Gran parte del materiale prodotto dal collettivo della Suburban Press riportava slogan che il critico Jon Savage ha descritto come una forma di attivismo “politico non gridato”. Slogan quali This Store Welcomes Shoplifters oppure Save Petrol Burn Cars venivano accompagnati dai ritratti plagiati e rivisitati delle fotografie di Cecil Beaton della regina realizzati con maestria attraverso collage, applicazioni di spille da balia, disegni di svastiche ed altri innesti tipografici. E’ proprio in questi anni, nei primi numeri di Suburban Press che questi elementi vengono individuati come tipici del bricolage underground anarchico che diventerà di li a poco l’estetica punk. Le immagini sono immediate e riconoscibili e la loro innegabile spinta comunicativa risiede nel concetto destabilizzante teorizzato da Guy Debord di détournement ovvero l’appropriazione di immagini prodotte dal mondo mainstream e dai media convenzionali per sovvertire le stesse convenzioni politiche, sociali e culturali che tali media ritraggono.
https://radpresshistory.wordpress.com/2019/06/30/croydons-suburban-press-and-the-graveyard-of-commerce/


Suburban Press, n.5




Basata su una visione fortemente politicizzata vicina da un lato alla sinistra meno allineata e, dall’altro, al movimento anarchico, Suburban Press inizia a diffondersi come un giornale in cui attaccare la visione urbanistica con cui l’amministrazione locale intende ricostruire il centro di Croydon, piccola comunità a sud di Londra. Torna il legame con il movimento situazionista che molto spazio aveva dedicato a suo tempo al tema dell’urbanistica e degli spazi liberati delle città europee con il lavoro soprattutto di Constant con il suo utopico progetto dal nome New Babylon.
Pochi mezzi, poche competenze, poco tempo e tanta rabbia e fantasia. questi erano gli ingredienti del collettivo che, oltre alla rivista, ha prodotto in pochi anni una notevole quantità di materiali come poster, volantini, adesivi tutti chiaramente caratterizzati dallo stile di Jamie Reid e dal suo tradizionale utilizzo della tipografia e del collage che tanto debito dimostrano verso le avanguardie storiche, prime fra tutte Futurismo e Dadaismo.
Gli esperimenti grafici di Reid dei primi anni Settanta non erano però casi isolati.
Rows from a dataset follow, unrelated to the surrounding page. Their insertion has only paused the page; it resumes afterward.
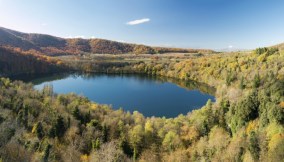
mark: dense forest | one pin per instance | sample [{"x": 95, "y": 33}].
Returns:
[
  {"x": 244, "y": 124},
  {"x": 15, "y": 61},
  {"x": 53, "y": 46}
]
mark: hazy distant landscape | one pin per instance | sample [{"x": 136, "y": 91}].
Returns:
[{"x": 86, "y": 98}]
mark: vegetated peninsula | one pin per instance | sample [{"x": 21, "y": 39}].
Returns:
[{"x": 244, "y": 124}]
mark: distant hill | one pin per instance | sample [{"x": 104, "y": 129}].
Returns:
[
  {"x": 280, "y": 46},
  {"x": 51, "y": 45}
]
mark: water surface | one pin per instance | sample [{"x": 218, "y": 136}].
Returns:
[{"x": 151, "y": 96}]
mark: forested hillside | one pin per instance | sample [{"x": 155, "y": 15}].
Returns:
[
  {"x": 15, "y": 61},
  {"x": 244, "y": 124},
  {"x": 51, "y": 45}
]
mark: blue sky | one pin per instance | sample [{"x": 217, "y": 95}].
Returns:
[{"x": 214, "y": 24}]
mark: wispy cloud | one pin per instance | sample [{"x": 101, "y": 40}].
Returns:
[
  {"x": 43, "y": 24},
  {"x": 139, "y": 21}
]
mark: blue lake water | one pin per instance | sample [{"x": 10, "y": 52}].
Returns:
[{"x": 151, "y": 96}]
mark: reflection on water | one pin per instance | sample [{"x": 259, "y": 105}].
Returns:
[{"x": 150, "y": 95}]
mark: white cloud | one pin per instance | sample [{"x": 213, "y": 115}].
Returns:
[{"x": 140, "y": 21}]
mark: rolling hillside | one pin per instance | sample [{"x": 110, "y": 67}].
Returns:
[{"x": 51, "y": 45}]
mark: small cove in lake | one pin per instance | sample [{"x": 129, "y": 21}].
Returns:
[{"x": 150, "y": 95}]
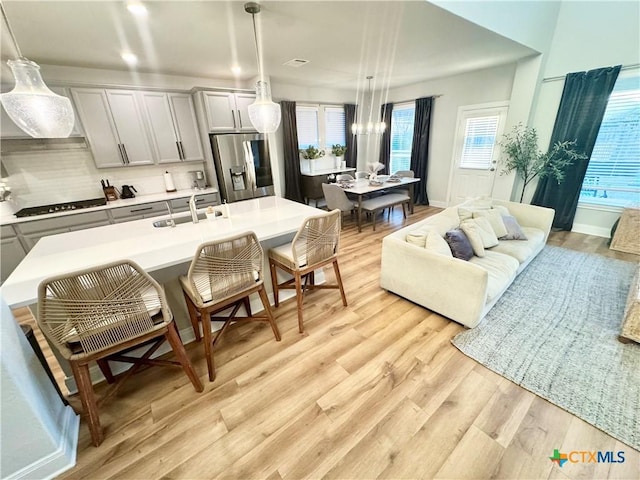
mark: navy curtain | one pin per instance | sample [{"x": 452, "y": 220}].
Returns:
[
  {"x": 420, "y": 148},
  {"x": 582, "y": 106},
  {"x": 385, "y": 142},
  {"x": 351, "y": 155},
  {"x": 292, "y": 177}
]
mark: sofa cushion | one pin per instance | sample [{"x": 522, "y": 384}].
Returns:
[
  {"x": 514, "y": 231},
  {"x": 494, "y": 217},
  {"x": 521, "y": 250},
  {"x": 459, "y": 244},
  {"x": 501, "y": 269}
]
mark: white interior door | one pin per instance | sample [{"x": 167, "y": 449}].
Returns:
[{"x": 476, "y": 152}]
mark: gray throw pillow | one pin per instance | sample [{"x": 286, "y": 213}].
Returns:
[
  {"x": 514, "y": 232},
  {"x": 459, "y": 244}
]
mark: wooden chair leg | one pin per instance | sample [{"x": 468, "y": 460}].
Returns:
[
  {"x": 269, "y": 313},
  {"x": 208, "y": 347},
  {"x": 181, "y": 355},
  {"x": 298, "y": 282},
  {"x": 274, "y": 281},
  {"x": 336, "y": 270},
  {"x": 103, "y": 364},
  {"x": 193, "y": 316},
  {"x": 88, "y": 399}
]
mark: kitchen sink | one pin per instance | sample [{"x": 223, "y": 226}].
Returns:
[{"x": 178, "y": 220}]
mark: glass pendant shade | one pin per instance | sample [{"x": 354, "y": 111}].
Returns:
[
  {"x": 33, "y": 107},
  {"x": 264, "y": 114}
]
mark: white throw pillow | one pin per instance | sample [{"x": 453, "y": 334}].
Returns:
[{"x": 494, "y": 218}]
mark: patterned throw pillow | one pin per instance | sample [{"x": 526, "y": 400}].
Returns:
[
  {"x": 459, "y": 244},
  {"x": 514, "y": 232}
]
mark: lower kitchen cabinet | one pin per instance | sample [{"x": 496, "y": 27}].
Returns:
[{"x": 11, "y": 252}]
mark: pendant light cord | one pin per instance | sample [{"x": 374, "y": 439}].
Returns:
[{"x": 13, "y": 37}]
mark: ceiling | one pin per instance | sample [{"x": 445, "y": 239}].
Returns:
[{"x": 398, "y": 42}]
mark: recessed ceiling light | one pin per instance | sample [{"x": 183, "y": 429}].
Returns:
[
  {"x": 130, "y": 58},
  {"x": 137, "y": 9}
]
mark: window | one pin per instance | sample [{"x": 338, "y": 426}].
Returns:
[
  {"x": 479, "y": 142},
  {"x": 320, "y": 125},
  {"x": 402, "y": 118},
  {"x": 613, "y": 174}
]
Era tramontata la stagione dei colori sgargianti, delle grafiche floreali e psichedeliche della sfavillante Swinging’ London e si era alla ricerca di un nuovo linguaggio, di una nuova estetica, che fosse in grado di trasmettere il mutato spirito del tempo. In generale, gli anni Settanta hanno visto una crescita costante di quello che molti hanno definito radical amateurism poiché le tecniche di montaggio e realizzazione di queste grafiche vengono realizzate con assemblaggi, plagi, taglia e incolla da giovani molto spesso non provenienti dal mondo della grafica e della comunicazione. I primi esperimenti in questo senso – i cosiddetti ransom note – furono quelli di Helen Wellington Lloyd, groupie della prima ora dei Sex Pistols e autrice dei loro primi materiali promozionali insieme allo stesso Malcom McLaren realizzati tagliando e incollando pezzi di riviste e giornali sparsi.


Logo originale dei Sex Pistols disegnato da Helen Wellington-Lloyd, 1976

Volantino del concerto dei Sex Pistols 100 Club, grafica originale di Helen Wellington-Lloyd, 1976.